La P2 dentaire est un changement drastique de mode d’apprentissage. On sort de la PACES qui ne consiste qu’en des cours théoriques et des révisions, et on arrive devant des salles de TP, des simulateurs…

Elle se divise en deux parties : la théorie et la pratique. On pourra également ajouter : l’option, le C2i, le stage et l’AFGSU qui sont des modules dont la validation est indispensable pour le passage en P3.
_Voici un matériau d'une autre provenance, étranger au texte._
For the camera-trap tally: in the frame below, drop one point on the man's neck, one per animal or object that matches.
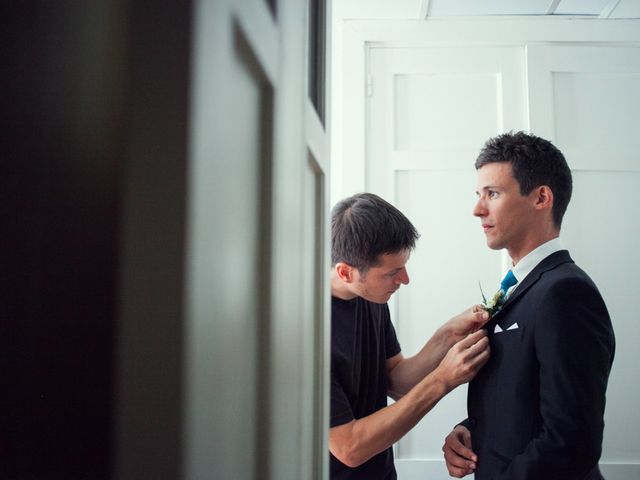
(517, 254)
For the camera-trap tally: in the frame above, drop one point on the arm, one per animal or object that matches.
(574, 345)
(404, 373)
(357, 441)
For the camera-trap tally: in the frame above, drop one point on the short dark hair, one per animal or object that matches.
(534, 162)
(365, 226)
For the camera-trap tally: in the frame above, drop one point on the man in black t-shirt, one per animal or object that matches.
(371, 244)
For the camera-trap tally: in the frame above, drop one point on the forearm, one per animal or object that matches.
(358, 441)
(411, 371)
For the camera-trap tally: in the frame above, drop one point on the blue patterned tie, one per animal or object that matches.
(508, 281)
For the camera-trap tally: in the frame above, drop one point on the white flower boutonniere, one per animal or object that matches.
(494, 304)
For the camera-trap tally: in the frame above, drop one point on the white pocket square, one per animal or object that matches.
(499, 329)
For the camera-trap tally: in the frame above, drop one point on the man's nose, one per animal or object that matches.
(479, 210)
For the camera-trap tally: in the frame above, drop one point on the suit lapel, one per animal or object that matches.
(549, 263)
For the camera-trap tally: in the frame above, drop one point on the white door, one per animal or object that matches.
(586, 100)
(429, 112)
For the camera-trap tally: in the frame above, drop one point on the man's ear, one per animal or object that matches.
(544, 197)
(344, 271)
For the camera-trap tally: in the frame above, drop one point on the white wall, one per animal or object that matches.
(367, 56)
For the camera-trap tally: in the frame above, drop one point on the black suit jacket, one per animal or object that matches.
(536, 408)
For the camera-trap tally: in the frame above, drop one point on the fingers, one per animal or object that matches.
(460, 459)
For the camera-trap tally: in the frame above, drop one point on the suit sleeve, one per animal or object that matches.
(574, 345)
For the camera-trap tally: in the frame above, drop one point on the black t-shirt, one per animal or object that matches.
(362, 339)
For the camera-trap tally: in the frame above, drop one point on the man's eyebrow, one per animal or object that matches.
(489, 187)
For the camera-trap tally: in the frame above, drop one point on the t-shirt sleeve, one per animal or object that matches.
(392, 345)
(341, 412)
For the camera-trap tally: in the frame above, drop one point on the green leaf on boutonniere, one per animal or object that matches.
(494, 304)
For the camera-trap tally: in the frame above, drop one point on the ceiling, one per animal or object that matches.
(425, 9)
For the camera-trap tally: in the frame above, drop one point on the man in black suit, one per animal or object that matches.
(536, 408)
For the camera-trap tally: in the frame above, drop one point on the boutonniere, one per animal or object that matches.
(494, 304)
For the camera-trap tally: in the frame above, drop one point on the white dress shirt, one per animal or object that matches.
(533, 258)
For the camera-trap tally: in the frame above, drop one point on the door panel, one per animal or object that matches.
(429, 113)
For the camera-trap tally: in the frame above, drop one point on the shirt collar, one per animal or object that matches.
(533, 258)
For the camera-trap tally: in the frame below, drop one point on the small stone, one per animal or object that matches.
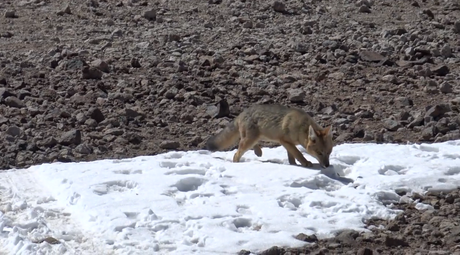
(10, 14)
(14, 102)
(96, 114)
(365, 251)
(442, 70)
(437, 110)
(135, 63)
(446, 51)
(395, 241)
(169, 145)
(71, 137)
(101, 65)
(150, 15)
(391, 125)
(364, 9)
(49, 142)
(371, 56)
(248, 24)
(445, 87)
(83, 149)
(13, 131)
(279, 7)
(296, 95)
(428, 133)
(91, 73)
(457, 27)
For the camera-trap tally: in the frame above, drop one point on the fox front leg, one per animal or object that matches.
(296, 154)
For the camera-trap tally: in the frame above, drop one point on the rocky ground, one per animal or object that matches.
(93, 79)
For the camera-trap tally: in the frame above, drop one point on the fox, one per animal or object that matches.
(281, 124)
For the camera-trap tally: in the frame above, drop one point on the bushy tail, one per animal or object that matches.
(224, 139)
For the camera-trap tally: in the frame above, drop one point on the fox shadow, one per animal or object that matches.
(330, 171)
Remarque : pour la rentrée dentaire, vous aurez pas mal d’achats à faire. Ce sera normalement très bien encadré par le système du parrainage et bien expliqué dans le trombinoscope. Mais sachez que les études dentaires ont un certain coût (le matériel à acheter soi-même représente une grosse centaine d’euros pour les boursiers (énormément plus pour les non boursiers), et il y a beaucoup de petits frais annexes).

1-1. La théorie

C’est la partie qui ressemble bien à la PACES : des cours en amphithéâtre, des révisions, des examens… Même si bien sûr, il y a de gros changements : l’existence d’une ronéo, un unique amphithéâtre qui ne sera jamais plein, une certaine proximité avec les professeurs (beaucoup plus d’interactions) et des examens beaucoup moins sélectifs, et beaucoup plus variés (questions rédactionnelles en majorité).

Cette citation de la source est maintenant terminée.